日々考えていることをフランスから発信しています。自分の研究生活に関わる話題が多いですが、時に日常生活雑記も含まれます。

「人間としての教養」から遠く離れて

2022-03-03 23:59:59 | 読游摘録

 今はブログに拙文などを呑気に綴っていられる気分ではありません。愚にもつかない御託を並べるよりはと、しばらくは読んで感銘を受けた本からの抜粋のみといたします。浅野楢英著『論証のレトリック』からの引用を続けます。以下は昨日の記事で引用した段落の直後の節「人間としての教養」からの抜粋です。

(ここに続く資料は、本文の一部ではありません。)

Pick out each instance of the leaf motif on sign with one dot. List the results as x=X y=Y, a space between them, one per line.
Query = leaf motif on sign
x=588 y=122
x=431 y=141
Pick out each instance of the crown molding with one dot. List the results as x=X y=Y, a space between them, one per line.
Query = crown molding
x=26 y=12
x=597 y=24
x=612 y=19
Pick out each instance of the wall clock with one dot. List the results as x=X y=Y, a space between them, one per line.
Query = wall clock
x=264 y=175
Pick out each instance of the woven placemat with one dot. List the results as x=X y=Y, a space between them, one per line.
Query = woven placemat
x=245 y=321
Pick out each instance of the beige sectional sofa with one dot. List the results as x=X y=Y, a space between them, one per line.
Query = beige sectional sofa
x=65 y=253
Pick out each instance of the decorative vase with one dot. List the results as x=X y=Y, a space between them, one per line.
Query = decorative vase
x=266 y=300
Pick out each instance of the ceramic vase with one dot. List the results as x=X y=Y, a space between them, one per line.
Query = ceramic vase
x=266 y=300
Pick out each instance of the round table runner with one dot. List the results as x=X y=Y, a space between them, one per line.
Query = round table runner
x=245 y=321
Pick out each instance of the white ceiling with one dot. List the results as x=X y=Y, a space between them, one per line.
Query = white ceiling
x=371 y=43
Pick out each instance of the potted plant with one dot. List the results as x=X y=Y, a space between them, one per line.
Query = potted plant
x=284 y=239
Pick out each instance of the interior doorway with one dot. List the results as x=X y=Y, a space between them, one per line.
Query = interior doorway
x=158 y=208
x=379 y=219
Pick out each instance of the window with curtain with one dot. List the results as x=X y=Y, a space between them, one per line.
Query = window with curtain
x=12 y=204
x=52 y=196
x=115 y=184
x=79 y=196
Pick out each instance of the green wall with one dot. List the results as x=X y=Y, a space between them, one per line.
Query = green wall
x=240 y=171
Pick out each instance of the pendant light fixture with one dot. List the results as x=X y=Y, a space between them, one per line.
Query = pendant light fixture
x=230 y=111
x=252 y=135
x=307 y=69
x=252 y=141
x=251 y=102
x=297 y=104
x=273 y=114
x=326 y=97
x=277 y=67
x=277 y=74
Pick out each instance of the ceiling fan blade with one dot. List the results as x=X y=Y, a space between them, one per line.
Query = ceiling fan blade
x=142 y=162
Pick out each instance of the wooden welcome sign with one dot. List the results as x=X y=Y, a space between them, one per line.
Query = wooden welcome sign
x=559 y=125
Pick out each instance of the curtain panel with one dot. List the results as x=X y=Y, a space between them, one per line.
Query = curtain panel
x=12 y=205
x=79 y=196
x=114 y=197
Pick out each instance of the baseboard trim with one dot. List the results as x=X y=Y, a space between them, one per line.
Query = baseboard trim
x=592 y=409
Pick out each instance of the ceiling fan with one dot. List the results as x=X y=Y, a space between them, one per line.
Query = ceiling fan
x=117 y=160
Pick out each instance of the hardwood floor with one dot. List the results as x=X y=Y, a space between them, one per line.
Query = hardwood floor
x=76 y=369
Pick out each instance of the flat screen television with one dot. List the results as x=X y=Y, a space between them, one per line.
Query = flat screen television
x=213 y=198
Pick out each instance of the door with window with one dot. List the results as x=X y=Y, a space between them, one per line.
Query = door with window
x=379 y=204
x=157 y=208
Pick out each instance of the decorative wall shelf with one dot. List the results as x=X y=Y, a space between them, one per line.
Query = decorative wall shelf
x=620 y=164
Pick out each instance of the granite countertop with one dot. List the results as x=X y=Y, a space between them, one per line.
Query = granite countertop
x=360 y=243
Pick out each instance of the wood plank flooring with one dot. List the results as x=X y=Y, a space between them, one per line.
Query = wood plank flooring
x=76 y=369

常識は言論の大きな基盤です。けれども上手な言論というだけでなく、知恵(思慮分別)を伴う言論ということになると、教養が基盤となるでしょう。教養または教育というのは、ギリシア語でパイデイアーといわれます。ちなみに古代ローマの著述家ウァロやキケロがこの語に対するラテン語訳として当てたのが、フーマーニタース(humanitas 人間的・人文的なもの)だったのです。

教養というのは、その道の専門家になるための技術(知識)として学ばれるものではなく、一個の素人としての自由人にふさわしいものとして学ばれるのだということが注目されます。

プラトンの最晩年の対話篇とみられる『法律』では、教養とはなにかということが語られています。たとえば小売商や船の舵取りなどの専門的技術について相当の教育を受けた人でも、それだけなら無教養だといわれるのです。教養のある人というのは、「徳をめざしての教育」を受けた人のことであって、その「徳」というのは「正しく支配し、支配されるすべを心得た、完全な市民(国家社会の一員)になろうと、求め憧れる者をつくりあげるもの」(643E)のことだというのです。